Ultimately, there's 5 commonly used ways (CPython, Boost::Python, SWIG, Cython, ctypes) to integrate C into Python, and right now you'd be crazy not to give Cython a shot, if that's your need. It's very easy to learn for anyone familiar with both C and Python.
Wow, interesting. Is it released somewhere? Googling found me the Copperhead project, was that what you used?
I'm not sure if "implemented" means you implemented your code for it, or you implemented the entire compiler. :)
I originally wanted use Copperhead and got in contact with the developer a year ago, but it was too early even for "private" beta testing, so I never got access to their code. Also, my compiler is specialized on image processing, so probably Copperhead wouldn't have worked, anyway. I'm only jealous of Copperhead's type inferencer. :) But then again, I have to get finished with my thesis and a type inferencer wouldn't help with that goal. ;)
Basically, if you are doing any work that requires heavy numerical processing, Cython is the way to go. On the other hand, I was playing with it to do some basic text processing and the improvements were negligible.
As far as text processing is concerned, it seems like the python code is just a nice interface to the underlying compiled library and hence there isn't much difference.
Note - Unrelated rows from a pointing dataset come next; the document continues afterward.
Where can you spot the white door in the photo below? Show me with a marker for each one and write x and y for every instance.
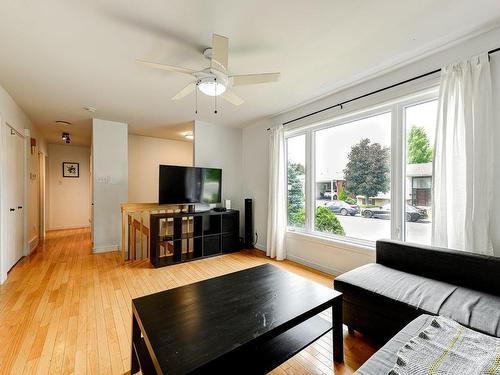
(14, 173)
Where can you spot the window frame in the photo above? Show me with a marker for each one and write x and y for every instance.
(396, 106)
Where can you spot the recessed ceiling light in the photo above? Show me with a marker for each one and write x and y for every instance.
(90, 109)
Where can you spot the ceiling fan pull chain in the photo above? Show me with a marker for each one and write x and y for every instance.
(196, 98)
(215, 94)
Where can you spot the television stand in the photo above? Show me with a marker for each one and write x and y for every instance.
(185, 236)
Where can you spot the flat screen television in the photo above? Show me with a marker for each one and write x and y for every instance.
(183, 185)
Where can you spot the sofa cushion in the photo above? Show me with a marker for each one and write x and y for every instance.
(477, 310)
(385, 359)
(417, 291)
(469, 270)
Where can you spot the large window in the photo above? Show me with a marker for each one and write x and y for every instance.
(367, 175)
(353, 179)
(420, 127)
(296, 174)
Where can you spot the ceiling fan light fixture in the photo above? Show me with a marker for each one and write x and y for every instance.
(211, 88)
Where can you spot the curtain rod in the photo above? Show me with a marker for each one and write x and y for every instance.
(341, 104)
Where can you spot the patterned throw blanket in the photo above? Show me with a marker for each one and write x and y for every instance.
(446, 347)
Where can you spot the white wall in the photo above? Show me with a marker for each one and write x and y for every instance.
(12, 114)
(68, 198)
(339, 257)
(145, 154)
(221, 147)
(256, 172)
(109, 182)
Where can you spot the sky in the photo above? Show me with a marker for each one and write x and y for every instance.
(334, 144)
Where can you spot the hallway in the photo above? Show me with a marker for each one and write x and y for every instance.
(66, 310)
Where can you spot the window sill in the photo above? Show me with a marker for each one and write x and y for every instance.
(353, 246)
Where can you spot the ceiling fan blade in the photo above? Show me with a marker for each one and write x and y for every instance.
(250, 79)
(231, 97)
(220, 50)
(170, 68)
(185, 91)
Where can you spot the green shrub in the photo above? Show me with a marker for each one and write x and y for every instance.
(350, 200)
(342, 194)
(297, 217)
(326, 221)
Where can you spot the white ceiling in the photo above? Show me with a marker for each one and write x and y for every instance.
(57, 56)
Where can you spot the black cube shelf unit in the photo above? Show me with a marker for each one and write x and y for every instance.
(184, 236)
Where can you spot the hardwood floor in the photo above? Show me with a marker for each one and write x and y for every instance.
(65, 310)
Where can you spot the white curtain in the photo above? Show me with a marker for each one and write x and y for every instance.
(277, 213)
(463, 161)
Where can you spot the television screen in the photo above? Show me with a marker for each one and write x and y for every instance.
(180, 185)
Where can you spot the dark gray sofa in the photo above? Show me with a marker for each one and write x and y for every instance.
(409, 280)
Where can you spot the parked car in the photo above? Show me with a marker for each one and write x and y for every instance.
(384, 212)
(343, 208)
(328, 195)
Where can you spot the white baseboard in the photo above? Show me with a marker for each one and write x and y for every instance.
(106, 248)
(260, 247)
(33, 243)
(329, 270)
(70, 226)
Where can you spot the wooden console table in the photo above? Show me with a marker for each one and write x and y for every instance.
(184, 236)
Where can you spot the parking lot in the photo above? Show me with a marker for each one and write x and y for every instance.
(374, 229)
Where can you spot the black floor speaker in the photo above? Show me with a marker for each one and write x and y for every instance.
(248, 223)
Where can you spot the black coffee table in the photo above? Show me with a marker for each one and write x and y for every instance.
(249, 321)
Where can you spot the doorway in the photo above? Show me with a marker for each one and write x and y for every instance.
(14, 198)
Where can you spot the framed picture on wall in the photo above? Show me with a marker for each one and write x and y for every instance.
(71, 169)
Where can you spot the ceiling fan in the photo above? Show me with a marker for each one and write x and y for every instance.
(216, 79)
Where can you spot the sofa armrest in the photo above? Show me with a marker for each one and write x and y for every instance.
(462, 268)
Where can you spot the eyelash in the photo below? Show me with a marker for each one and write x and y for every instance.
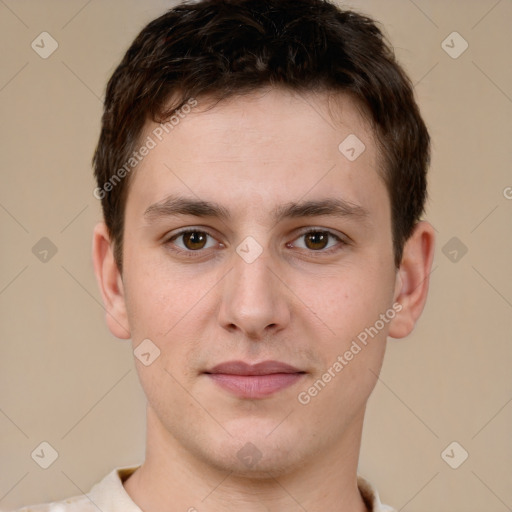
(192, 254)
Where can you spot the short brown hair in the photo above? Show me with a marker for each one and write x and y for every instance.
(221, 48)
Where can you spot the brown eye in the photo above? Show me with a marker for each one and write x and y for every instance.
(190, 240)
(194, 240)
(317, 240)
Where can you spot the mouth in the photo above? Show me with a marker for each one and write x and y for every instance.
(254, 381)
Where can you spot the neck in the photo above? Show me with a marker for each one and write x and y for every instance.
(174, 479)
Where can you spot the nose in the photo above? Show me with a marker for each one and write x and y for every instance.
(254, 298)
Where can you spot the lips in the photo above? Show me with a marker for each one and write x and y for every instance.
(254, 381)
(264, 368)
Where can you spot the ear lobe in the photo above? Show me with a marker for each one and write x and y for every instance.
(110, 282)
(412, 282)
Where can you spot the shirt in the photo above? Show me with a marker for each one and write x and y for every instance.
(109, 495)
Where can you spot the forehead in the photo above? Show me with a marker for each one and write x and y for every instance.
(267, 147)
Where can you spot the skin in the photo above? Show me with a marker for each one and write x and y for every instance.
(295, 303)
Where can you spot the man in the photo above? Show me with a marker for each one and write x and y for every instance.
(262, 171)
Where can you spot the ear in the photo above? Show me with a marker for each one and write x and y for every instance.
(110, 282)
(412, 280)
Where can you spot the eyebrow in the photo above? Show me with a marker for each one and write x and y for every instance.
(335, 207)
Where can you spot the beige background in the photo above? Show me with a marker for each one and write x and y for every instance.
(66, 380)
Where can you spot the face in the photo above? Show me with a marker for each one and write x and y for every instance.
(290, 260)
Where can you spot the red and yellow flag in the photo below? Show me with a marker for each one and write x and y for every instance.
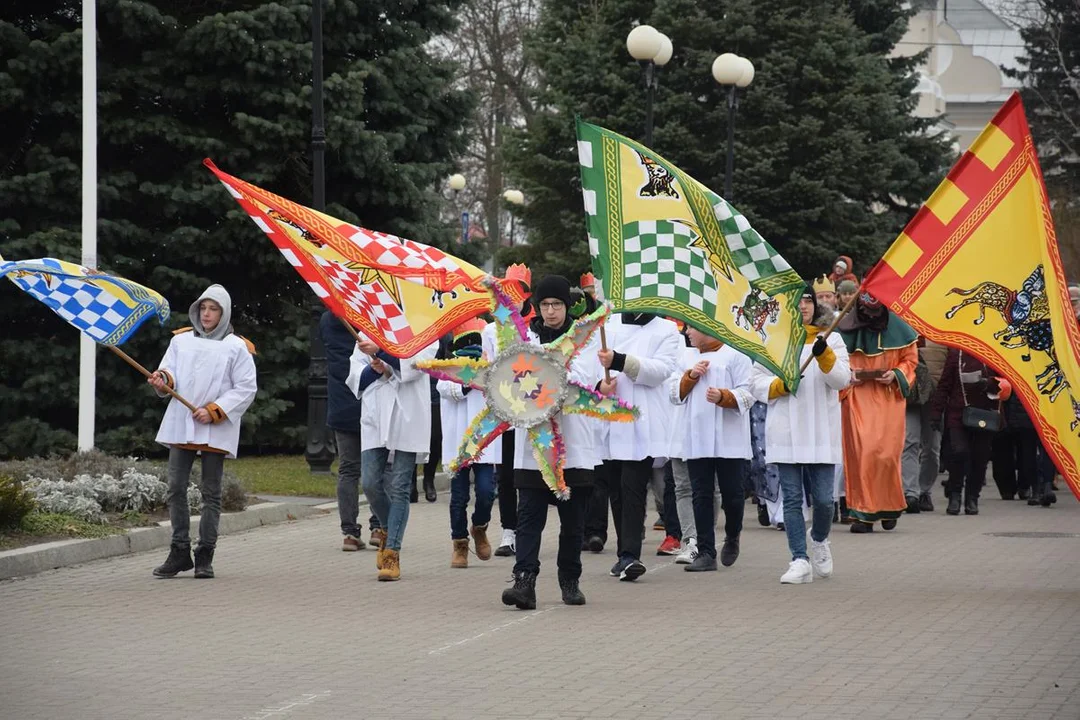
(401, 294)
(977, 269)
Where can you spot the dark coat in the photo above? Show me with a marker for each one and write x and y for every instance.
(342, 407)
(949, 396)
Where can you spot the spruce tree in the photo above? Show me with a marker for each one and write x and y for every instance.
(828, 158)
(177, 82)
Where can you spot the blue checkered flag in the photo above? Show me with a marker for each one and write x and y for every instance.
(107, 308)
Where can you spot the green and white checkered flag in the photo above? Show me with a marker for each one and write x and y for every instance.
(661, 242)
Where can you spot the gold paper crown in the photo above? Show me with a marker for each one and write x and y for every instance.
(520, 272)
(472, 325)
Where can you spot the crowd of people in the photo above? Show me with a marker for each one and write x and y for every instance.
(878, 413)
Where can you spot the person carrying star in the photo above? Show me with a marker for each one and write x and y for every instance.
(552, 299)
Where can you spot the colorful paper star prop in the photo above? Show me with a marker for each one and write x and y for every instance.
(526, 386)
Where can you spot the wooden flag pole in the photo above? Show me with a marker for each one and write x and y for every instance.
(607, 372)
(828, 330)
(131, 361)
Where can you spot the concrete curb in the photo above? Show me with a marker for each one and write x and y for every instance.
(49, 556)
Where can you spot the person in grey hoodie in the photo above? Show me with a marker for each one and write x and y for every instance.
(212, 367)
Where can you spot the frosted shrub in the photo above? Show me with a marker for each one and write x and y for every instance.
(84, 508)
(140, 491)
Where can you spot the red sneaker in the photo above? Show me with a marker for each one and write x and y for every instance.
(670, 546)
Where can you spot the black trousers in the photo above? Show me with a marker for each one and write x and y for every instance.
(632, 478)
(706, 474)
(532, 504)
(504, 479)
(596, 510)
(969, 454)
(672, 527)
(1014, 453)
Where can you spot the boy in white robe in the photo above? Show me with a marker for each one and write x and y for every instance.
(212, 368)
(460, 405)
(802, 438)
(643, 354)
(713, 402)
(394, 429)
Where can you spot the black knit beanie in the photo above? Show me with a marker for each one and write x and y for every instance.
(554, 287)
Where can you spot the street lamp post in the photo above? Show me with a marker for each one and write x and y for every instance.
(457, 184)
(651, 49)
(320, 449)
(514, 198)
(733, 71)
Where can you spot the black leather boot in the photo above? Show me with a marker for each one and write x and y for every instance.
(204, 558)
(571, 592)
(954, 504)
(178, 560)
(524, 592)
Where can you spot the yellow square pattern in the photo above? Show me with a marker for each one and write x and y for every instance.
(946, 201)
(903, 255)
(991, 146)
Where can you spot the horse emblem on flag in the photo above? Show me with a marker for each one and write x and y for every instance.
(1026, 314)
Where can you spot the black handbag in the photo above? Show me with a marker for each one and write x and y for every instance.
(982, 420)
(977, 419)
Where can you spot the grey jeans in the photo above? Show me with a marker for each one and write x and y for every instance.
(179, 515)
(349, 464)
(684, 499)
(921, 452)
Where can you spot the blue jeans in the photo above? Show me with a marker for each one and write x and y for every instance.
(484, 477)
(387, 486)
(819, 481)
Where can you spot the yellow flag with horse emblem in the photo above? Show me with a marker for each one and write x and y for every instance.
(977, 269)
(663, 243)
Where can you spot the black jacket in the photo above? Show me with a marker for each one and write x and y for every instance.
(342, 407)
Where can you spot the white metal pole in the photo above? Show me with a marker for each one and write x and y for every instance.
(88, 349)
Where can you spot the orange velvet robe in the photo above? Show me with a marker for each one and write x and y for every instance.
(873, 417)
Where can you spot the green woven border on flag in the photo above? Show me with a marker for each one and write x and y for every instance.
(751, 257)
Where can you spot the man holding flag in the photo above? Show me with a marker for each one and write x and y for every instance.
(977, 269)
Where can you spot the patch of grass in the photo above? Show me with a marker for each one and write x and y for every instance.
(44, 527)
(282, 475)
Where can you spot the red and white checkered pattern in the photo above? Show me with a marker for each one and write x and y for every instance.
(392, 250)
(370, 299)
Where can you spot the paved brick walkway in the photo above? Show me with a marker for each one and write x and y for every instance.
(936, 620)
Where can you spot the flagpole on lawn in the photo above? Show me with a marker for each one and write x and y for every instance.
(320, 449)
(88, 349)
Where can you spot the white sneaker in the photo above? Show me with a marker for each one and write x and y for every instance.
(798, 572)
(821, 557)
(688, 553)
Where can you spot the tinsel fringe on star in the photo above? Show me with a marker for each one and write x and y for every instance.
(498, 297)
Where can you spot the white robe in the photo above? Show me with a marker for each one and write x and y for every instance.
(396, 410)
(657, 345)
(805, 429)
(458, 410)
(705, 429)
(219, 371)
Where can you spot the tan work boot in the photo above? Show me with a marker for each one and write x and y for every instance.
(480, 540)
(460, 557)
(391, 568)
(379, 542)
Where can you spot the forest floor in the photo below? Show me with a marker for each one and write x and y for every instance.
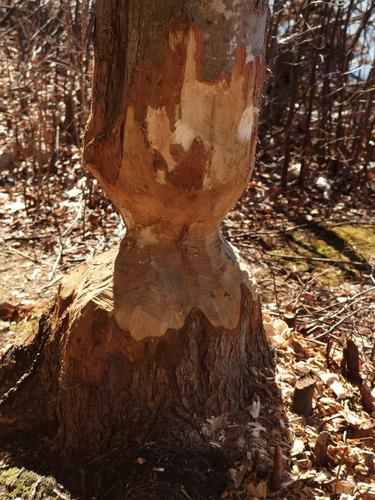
(313, 258)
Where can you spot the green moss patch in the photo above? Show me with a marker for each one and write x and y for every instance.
(20, 483)
(336, 254)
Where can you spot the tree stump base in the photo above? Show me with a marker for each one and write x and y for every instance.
(105, 390)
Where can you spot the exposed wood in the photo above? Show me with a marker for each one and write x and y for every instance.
(367, 399)
(303, 395)
(320, 449)
(350, 366)
(150, 339)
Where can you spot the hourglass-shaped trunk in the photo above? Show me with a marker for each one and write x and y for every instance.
(155, 336)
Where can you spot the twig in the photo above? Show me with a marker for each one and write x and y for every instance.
(22, 254)
(319, 259)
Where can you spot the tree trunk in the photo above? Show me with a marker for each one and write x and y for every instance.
(149, 339)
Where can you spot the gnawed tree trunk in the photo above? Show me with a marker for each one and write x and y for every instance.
(151, 338)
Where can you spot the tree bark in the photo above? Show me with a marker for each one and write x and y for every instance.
(149, 339)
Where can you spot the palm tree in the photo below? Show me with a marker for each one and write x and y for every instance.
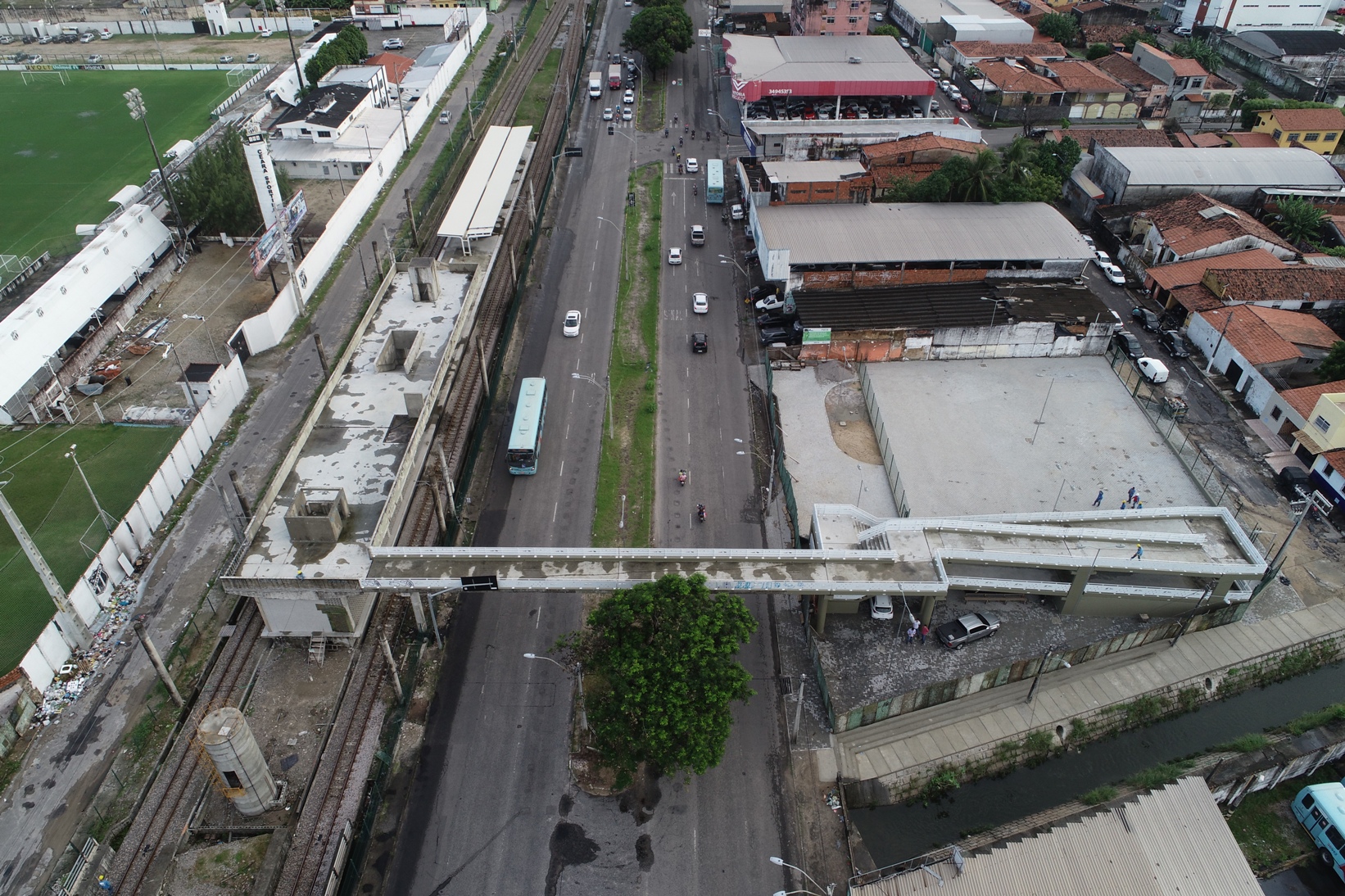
(1016, 159)
(980, 178)
(1298, 221)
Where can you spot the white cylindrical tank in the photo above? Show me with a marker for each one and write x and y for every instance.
(230, 744)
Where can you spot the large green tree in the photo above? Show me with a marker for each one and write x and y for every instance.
(1334, 364)
(1059, 26)
(659, 33)
(661, 673)
(215, 192)
(1298, 219)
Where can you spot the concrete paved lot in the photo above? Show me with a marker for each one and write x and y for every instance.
(967, 440)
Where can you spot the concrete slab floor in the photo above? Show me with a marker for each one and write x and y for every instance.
(967, 440)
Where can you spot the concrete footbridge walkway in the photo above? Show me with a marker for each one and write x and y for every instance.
(1106, 563)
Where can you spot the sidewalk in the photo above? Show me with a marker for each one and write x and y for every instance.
(45, 805)
(899, 749)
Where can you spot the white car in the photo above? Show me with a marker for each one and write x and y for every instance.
(1153, 369)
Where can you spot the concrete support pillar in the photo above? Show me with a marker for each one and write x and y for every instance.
(1076, 591)
(819, 623)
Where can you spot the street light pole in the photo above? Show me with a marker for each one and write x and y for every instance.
(136, 104)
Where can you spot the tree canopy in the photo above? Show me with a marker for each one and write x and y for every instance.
(349, 48)
(217, 190)
(1022, 173)
(659, 33)
(659, 674)
(1059, 26)
(1334, 364)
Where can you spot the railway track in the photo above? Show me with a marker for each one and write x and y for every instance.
(337, 786)
(465, 393)
(167, 808)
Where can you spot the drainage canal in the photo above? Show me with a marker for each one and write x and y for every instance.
(896, 833)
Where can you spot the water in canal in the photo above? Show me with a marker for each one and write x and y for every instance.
(896, 833)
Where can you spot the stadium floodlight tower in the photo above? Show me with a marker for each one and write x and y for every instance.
(136, 104)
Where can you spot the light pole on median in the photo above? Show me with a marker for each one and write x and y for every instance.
(777, 860)
(578, 678)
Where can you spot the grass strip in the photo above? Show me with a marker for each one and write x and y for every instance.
(624, 509)
(537, 98)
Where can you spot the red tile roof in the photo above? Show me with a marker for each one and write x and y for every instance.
(1187, 230)
(1303, 400)
(396, 66)
(1076, 75)
(1307, 119)
(1014, 79)
(1188, 274)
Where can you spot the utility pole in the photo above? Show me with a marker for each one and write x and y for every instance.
(69, 618)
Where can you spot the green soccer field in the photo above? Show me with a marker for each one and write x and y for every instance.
(56, 508)
(69, 147)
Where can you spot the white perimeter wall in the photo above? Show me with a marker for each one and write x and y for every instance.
(117, 556)
(268, 328)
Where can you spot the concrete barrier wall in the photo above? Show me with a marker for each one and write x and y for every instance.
(268, 328)
(115, 561)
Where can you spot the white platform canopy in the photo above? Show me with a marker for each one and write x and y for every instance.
(481, 199)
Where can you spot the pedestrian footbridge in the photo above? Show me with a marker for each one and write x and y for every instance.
(1083, 561)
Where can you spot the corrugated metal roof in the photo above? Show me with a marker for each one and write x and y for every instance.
(920, 232)
(1225, 167)
(1169, 843)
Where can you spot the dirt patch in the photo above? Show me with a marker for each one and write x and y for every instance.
(850, 427)
(218, 871)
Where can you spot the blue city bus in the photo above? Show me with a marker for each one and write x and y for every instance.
(1321, 810)
(714, 180)
(525, 440)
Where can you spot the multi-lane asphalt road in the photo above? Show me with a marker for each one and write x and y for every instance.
(494, 809)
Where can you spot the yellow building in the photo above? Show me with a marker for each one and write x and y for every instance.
(1316, 129)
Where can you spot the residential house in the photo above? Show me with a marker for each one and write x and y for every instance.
(913, 158)
(1316, 129)
(1089, 92)
(969, 52)
(1257, 349)
(1012, 85)
(1198, 226)
(1181, 75)
(1320, 443)
(815, 18)
(1146, 89)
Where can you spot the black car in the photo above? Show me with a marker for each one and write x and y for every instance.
(1173, 343)
(1127, 343)
(1146, 318)
(963, 630)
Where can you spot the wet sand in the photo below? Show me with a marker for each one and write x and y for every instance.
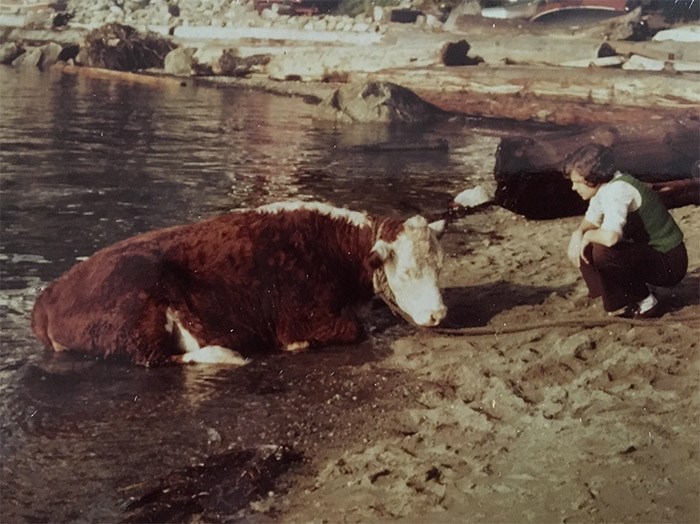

"Shed Skin is an experimental Python-to-C++ compiler designed to speed up the execution of computation-intensive Python programs. It converts programs written in a static subset of Python to C++. The C++ code can be compiled to executable code, which can be run either as a standalone program or as an extension module easily imported and used in a regular Python program."
I feel that PyPy and Cython alleviate that fear.
The ability to transition parts of one's code base to C/C++/ASM through CPython's excellent library makes using python from day one such an easy decision. It is even easier as there is a library ecosystem that makes the transition even easier.
Quick googling only found one comparison: http://jaredforsyth.com/blog/2010/jul/21/cpython-vs-pypy-vs-...
The routines he benchmarked are simple string tokenizing, though, so I'm not really surprised the translated-to-C version came in so much faster.
And it's easy to wrap C libraries in Go. See http://code.google.com/p/gosqlite/source/browse/sqlite/sqlit... for an example of a Go Sqlite binding in < 300 lines.
Implement some navigation, and it's perfect.
I'm unable to come up with a project of my own which can use Cython, but I'm curious enough to try it on an open source project if it benefits developers.
I would disagree. Cython is less known and has a learning curve. CPython extension interface is well established and more common. That is not an insignificant advantage.
Do you stop for a couple weeks to learn Cython, and do you have complete confidence in its generated code, or do you just start using something you know and is tried and true? It depends. We chose C Python extensions or just writing hotspots in C in a separate process.
The problem of C python extensions is that it is so hard to write correctly because of reference counting.
Some types of array addressing will take the slower---but still correct---invocation path through Python, but the common form is compiled to direct (albeit strided) array access.